Rating: 4.5 out of 5 stars
Life as a travelling indie singer-songwriter is no picnic, even for one as lauded as Caroline Spence. The Nashville-based artist who not only won American Songwriter’s 2013 lyric contest but has released two superb, well-received sets on her own since, tells you all about it on “Long Haul,” a striking track from her new third album.
In it she laments about her days driving between one-nighters with “But here I go I follow those highway stripes leading the way/ Down that fine line between making a living and digging your grave.” Sure doesn’t sound glamorous. But Spence understands the grind and accepts that this is the career she has chosen on a tune that reflects a similar life story for thousands of musicians like her.

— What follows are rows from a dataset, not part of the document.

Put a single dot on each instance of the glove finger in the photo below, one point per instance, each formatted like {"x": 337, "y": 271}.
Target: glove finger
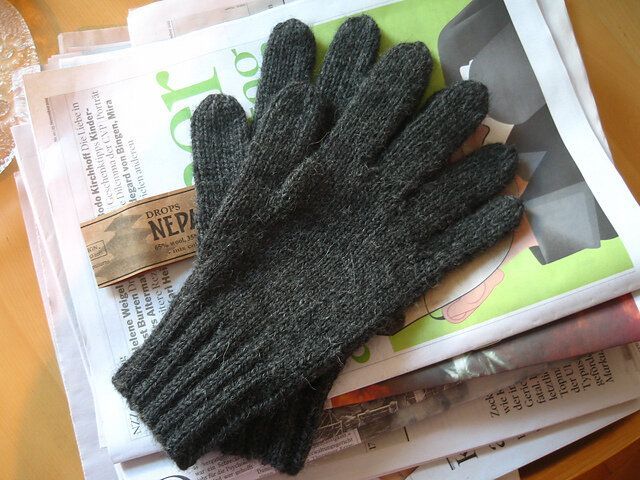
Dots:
{"x": 426, "y": 144}
{"x": 461, "y": 189}
{"x": 184, "y": 380}
{"x": 289, "y": 57}
{"x": 288, "y": 132}
{"x": 387, "y": 97}
{"x": 468, "y": 237}
{"x": 351, "y": 55}
{"x": 220, "y": 134}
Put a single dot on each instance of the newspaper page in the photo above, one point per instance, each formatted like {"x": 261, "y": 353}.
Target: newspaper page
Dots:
{"x": 171, "y": 18}
{"x": 91, "y": 41}
{"x": 569, "y": 390}
{"x": 96, "y": 462}
{"x": 98, "y": 150}
{"x": 493, "y": 460}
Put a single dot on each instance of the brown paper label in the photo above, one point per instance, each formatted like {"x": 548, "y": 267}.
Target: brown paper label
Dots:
{"x": 141, "y": 235}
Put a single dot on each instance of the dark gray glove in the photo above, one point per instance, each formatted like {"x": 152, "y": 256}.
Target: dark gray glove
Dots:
{"x": 329, "y": 248}
{"x": 220, "y": 140}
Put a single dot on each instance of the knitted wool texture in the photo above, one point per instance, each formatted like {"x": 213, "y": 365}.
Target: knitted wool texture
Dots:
{"x": 334, "y": 245}
{"x": 220, "y": 137}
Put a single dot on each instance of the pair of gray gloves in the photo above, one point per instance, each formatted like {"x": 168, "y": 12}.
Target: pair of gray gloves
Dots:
{"x": 317, "y": 226}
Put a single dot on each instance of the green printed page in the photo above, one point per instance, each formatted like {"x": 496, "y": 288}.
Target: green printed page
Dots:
{"x": 525, "y": 281}
{"x": 406, "y": 21}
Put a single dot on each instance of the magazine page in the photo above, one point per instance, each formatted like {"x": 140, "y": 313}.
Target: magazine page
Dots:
{"x": 99, "y": 150}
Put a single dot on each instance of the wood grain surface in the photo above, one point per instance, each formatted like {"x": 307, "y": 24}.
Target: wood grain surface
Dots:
{"x": 36, "y": 439}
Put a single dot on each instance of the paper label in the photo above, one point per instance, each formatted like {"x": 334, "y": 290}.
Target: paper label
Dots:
{"x": 141, "y": 235}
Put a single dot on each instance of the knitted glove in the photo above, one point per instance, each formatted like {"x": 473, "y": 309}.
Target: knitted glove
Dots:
{"x": 220, "y": 139}
{"x": 343, "y": 241}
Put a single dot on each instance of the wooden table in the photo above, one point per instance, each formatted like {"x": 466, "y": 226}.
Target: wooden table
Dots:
{"x": 36, "y": 439}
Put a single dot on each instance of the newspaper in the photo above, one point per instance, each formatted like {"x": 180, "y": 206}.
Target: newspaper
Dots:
{"x": 609, "y": 324}
{"x": 96, "y": 463}
{"x": 171, "y": 18}
{"x": 569, "y": 390}
{"x": 93, "y": 41}
{"x": 605, "y": 142}
{"x": 376, "y": 417}
{"x": 98, "y": 150}
{"x": 497, "y": 458}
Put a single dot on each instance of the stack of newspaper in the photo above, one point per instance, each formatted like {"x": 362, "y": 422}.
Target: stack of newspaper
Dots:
{"x": 530, "y": 347}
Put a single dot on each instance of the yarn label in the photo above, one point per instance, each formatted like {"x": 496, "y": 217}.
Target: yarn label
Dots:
{"x": 141, "y": 235}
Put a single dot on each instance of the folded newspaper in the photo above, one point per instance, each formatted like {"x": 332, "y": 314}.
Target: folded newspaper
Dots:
{"x": 117, "y": 130}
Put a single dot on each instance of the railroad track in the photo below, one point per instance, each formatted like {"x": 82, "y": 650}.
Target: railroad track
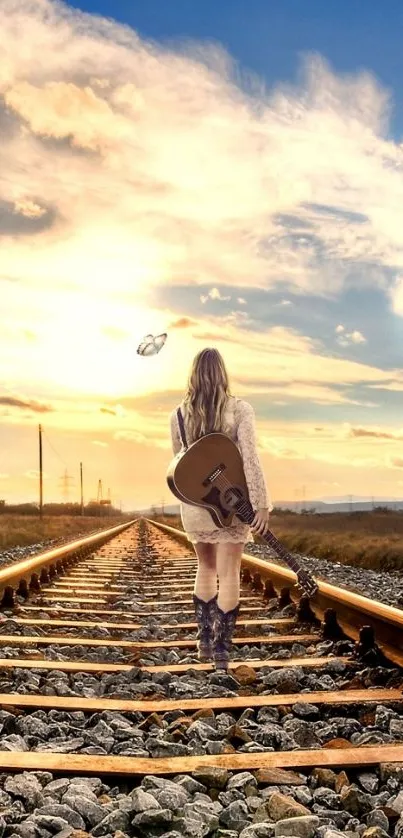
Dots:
{"x": 99, "y": 677}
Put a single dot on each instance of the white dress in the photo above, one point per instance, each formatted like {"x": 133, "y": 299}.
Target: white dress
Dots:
{"x": 239, "y": 424}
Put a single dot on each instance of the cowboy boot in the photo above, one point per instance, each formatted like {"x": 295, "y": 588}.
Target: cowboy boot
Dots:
{"x": 205, "y": 613}
{"x": 223, "y": 631}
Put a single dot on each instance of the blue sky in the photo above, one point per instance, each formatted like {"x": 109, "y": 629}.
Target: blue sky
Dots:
{"x": 269, "y": 36}
{"x": 148, "y": 185}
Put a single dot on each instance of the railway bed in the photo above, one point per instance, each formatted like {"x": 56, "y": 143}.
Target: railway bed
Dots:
{"x": 119, "y": 730}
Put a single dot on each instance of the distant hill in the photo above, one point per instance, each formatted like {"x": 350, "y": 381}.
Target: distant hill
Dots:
{"x": 311, "y": 505}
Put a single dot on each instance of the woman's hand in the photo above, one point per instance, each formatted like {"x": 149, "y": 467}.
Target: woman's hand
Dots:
{"x": 260, "y": 523}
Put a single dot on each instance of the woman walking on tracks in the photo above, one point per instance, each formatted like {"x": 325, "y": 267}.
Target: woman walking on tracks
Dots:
{"x": 208, "y": 406}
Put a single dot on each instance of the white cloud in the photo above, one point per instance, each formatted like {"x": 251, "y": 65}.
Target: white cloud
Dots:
{"x": 214, "y": 294}
{"x": 347, "y": 338}
{"x": 169, "y": 164}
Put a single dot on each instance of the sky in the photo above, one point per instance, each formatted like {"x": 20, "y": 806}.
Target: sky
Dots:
{"x": 231, "y": 174}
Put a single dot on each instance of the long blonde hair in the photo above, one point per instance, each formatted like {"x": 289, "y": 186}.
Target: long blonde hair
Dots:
{"x": 206, "y": 396}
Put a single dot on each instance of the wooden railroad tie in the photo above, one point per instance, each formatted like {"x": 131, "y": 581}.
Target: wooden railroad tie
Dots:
{"x": 100, "y": 668}
{"x": 22, "y": 640}
{"x": 94, "y": 765}
{"x": 92, "y": 705}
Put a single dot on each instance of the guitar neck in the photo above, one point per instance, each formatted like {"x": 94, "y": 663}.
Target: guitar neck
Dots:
{"x": 247, "y": 515}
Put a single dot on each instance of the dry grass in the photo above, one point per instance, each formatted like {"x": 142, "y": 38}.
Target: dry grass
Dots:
{"x": 363, "y": 539}
{"x": 21, "y": 530}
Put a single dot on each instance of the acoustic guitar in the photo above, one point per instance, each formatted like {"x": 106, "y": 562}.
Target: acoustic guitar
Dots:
{"x": 209, "y": 473}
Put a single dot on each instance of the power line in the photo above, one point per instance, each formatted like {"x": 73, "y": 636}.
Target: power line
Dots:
{"x": 53, "y": 448}
{"x": 65, "y": 485}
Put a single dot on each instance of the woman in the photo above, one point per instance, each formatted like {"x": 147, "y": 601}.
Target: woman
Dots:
{"x": 209, "y": 406}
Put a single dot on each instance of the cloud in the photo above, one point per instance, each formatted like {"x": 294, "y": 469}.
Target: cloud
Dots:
{"x": 171, "y": 164}
{"x": 213, "y": 294}
{"x": 377, "y": 434}
{"x": 347, "y": 338}
{"x": 36, "y": 407}
{"x": 183, "y": 323}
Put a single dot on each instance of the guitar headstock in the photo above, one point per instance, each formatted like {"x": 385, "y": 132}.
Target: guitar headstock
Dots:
{"x": 307, "y": 583}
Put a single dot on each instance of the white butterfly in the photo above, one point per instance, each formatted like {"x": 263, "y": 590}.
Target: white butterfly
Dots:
{"x": 150, "y": 345}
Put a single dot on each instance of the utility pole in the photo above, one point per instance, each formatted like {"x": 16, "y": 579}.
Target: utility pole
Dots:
{"x": 40, "y": 474}
{"x": 65, "y": 485}
{"x": 81, "y": 485}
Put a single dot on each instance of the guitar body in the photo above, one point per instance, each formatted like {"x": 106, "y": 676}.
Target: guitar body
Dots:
{"x": 209, "y": 473}
{"x": 193, "y": 474}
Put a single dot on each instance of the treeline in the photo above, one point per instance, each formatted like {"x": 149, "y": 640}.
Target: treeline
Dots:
{"x": 90, "y": 509}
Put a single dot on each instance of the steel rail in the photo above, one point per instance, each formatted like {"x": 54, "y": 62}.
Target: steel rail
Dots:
{"x": 29, "y": 573}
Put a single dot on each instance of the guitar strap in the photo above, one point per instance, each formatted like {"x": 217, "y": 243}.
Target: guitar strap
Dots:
{"x": 182, "y": 427}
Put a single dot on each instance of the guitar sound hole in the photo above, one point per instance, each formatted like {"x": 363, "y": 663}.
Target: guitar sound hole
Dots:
{"x": 232, "y": 497}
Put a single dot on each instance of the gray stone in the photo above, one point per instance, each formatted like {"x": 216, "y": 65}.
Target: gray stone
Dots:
{"x": 59, "y": 810}
{"x": 377, "y": 818}
{"x": 143, "y": 800}
{"x": 258, "y": 830}
{"x": 27, "y": 786}
{"x": 397, "y": 803}
{"x": 50, "y": 823}
{"x": 92, "y": 812}
{"x": 368, "y": 781}
{"x": 25, "y": 829}
{"x": 212, "y": 777}
{"x": 244, "y": 781}
{"x": 171, "y": 798}
{"x": 303, "y": 827}
{"x": 56, "y": 788}
{"x": 326, "y": 797}
{"x": 116, "y": 820}
{"x": 235, "y": 816}
{"x": 155, "y": 817}
{"x": 14, "y": 742}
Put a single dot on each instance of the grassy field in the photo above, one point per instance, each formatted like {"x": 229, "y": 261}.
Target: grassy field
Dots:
{"x": 22, "y": 530}
{"x": 364, "y": 539}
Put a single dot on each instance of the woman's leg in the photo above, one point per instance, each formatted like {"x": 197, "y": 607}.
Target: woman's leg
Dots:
{"x": 206, "y": 576}
{"x": 229, "y": 571}
{"x": 229, "y": 556}
{"x": 205, "y": 598}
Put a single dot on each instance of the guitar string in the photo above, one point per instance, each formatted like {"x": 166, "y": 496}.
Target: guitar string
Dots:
{"x": 223, "y": 483}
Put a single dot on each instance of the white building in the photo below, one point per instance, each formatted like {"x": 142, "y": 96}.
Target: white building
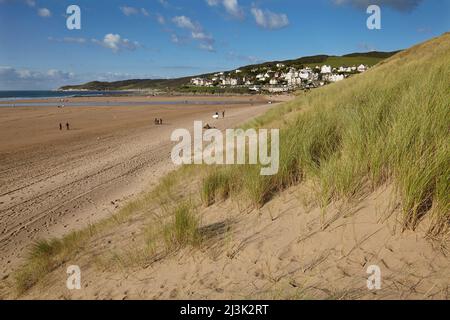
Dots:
{"x": 362, "y": 68}
{"x": 336, "y": 77}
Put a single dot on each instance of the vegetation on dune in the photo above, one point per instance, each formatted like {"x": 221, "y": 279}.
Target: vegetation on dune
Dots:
{"x": 388, "y": 125}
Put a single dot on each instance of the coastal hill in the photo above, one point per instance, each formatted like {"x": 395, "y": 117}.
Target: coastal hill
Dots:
{"x": 369, "y": 59}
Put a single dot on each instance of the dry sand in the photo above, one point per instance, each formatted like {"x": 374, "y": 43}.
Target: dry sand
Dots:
{"x": 52, "y": 181}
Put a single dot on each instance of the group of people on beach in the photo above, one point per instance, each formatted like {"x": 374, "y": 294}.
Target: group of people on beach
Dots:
{"x": 67, "y": 126}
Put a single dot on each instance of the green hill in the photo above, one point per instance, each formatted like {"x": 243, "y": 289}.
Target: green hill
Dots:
{"x": 368, "y": 58}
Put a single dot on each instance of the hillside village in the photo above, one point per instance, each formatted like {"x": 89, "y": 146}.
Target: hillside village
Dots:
{"x": 279, "y": 77}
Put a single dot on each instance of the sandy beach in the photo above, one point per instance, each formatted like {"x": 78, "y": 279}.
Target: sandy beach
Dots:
{"x": 53, "y": 181}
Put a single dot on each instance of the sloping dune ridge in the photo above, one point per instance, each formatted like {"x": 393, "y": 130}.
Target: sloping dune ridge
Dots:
{"x": 363, "y": 181}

Perhaps this album, her first on major indie Rounder, will change things for the better. It certainly deserves to because the songs, singing, melodies, lyrics and especially sympathetic production by multi-instrumentalist Dan Knobler dovetail to create a beautifully crafted, introspective and never sappy collection that brings Spence’s multiple talents into sharp focus. Some titles such as “Who’s Gonna Make My Mistakes” about the frustrations of finding romance, “Sometimes a Woman is An Island” (“Sometimes a woman stands alone/ ‘Cause they’ll turn her joy into sorrow / And she knows her grief is her own”) and “Who Are You,” about finally finding the right match but not believing it (“There is no one for you/ Until there’s someone”) explain Spence’s frustrations without having to read much further. But the beauty of these compositions is how she intricately crafts and layers stories with the reserved grace of a voice that’s sweet, authentic and never phony.
Spence’s approach falls somewhere between Tom Petty’s more laid-back work and Sheryl Crow’s melodicism. Tracks like the opening “What You Don’t Know” and the aforementioned “Long Haul” sprint along on reserved but decisive beats bolstered by strumming electric guitars. While most of the disc is dominated by ballads that fall between folk, country and pop, such as “Angels Or Los Angeles,” they cohere around Spence’s intimate, detailed lyrics and a compassionate, flowing style that never feels forced. Each selection is an intricately crafted gem, honed by Knobler’s pitch-perfect production and supporting musicians that never overwhelm either them or Spence’s exquisite delivery.
While getting Emmylou Harris to add harmonies for the closing title track was a coup, she really doesn’t add much to a song that’s already a gem about keeping a love burning successfully for a lifetime. It’s sure to be used as music for renewing wedding vows and it is hard to imagine anyone not getting a lump in their throat to “… some things they last and some things they won’t/ But nothing about you ever gets old.”
The subjects of road-weary musicians along with frustrations/revelations involving love and relationships may not be new, but Caroline Spence’s innovative and mature angle on these shopworn concepts, along with subtly hooky tunes, makes them feel fresh and inspired.
Third time the charm? Based on the shimmering Mint Condition, it deserves to be.